Ante las dificultades cotidianas, las madres muestran conductas más conflictivas que los padres. Discusiones, maltrato, menosprecio a los sentimientos ajenos e insultos, van en aumento.
La relación es que, a mayor inestabilidad económica, mayor es la violencia en todas sus manifestaciones. De esta forma, niños y adolescentes crecen en un clima familiar completamente disfuncional. Cuando el dinero no alcanza para pagar un alquiler, cubrir gastos básicos o medicamentos, los hombres muestran mayor porcentaje de síntomas depresivos.
La secuencia de conductas se traduce en un círculo nocivo, puesto que ante la inestabilidad económica se altera el clima familiar, los integrantes se vinculan a través de sentimientos negativos, impera la violencia -que jamás es inocua- e impacta en la pareja y en el resto de los integrantes de la familia.

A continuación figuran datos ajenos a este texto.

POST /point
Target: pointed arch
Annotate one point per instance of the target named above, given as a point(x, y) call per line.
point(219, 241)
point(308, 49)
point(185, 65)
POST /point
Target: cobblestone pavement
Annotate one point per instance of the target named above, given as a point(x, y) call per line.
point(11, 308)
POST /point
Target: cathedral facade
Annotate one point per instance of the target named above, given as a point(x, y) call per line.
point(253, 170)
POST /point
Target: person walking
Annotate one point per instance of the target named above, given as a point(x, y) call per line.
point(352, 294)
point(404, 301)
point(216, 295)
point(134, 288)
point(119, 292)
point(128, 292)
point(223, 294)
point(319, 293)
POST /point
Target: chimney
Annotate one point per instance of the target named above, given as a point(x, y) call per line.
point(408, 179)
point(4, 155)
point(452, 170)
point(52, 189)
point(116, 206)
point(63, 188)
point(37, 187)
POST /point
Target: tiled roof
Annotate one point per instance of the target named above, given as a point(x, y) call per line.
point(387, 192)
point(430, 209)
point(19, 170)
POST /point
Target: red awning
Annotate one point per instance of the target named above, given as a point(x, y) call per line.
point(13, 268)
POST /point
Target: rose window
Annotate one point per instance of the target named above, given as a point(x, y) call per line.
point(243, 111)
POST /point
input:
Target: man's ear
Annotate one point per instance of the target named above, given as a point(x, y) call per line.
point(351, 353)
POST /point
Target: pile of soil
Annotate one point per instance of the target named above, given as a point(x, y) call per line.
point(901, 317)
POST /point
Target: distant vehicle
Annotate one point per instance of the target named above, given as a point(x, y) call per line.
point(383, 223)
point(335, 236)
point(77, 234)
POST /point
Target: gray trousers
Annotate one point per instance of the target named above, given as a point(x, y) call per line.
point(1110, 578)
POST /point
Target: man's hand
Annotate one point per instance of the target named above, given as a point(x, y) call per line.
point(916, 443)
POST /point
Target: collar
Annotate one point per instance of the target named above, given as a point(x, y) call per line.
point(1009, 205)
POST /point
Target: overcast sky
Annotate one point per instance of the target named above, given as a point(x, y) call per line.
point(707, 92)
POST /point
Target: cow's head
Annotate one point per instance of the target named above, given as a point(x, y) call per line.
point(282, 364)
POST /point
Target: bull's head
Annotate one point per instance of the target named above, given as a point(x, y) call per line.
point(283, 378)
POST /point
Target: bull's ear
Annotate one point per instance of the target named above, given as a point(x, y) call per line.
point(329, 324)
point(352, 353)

No es fácil, pues, romper ese circuito comunicacional y terminar de dar vueltas sobre lo mismo es complejo. Si bien la solución estructural es ajena a la persona, intentar mantener la calma, la unión y especialmente evitar la violencia, aumenta la probabilidad de resistir y atravesar un clima económico devastador. No hay crisis que no tenga impacto psicológico, el tema es que cuando hay hambre hasta la Psicología se vuelve impotente.
La crisis nos atraviesa, nos tambalea, nos golpea a veces hasta el derrumbe. Duele el bolsillo, y ese dolor no se puede disociar de los desórdenes mentales que ocasiona. Para la Psicología es todo un desafío contar con recursos mentales para amortiguar el impacto, que en ocasiones hasta puede ser letal.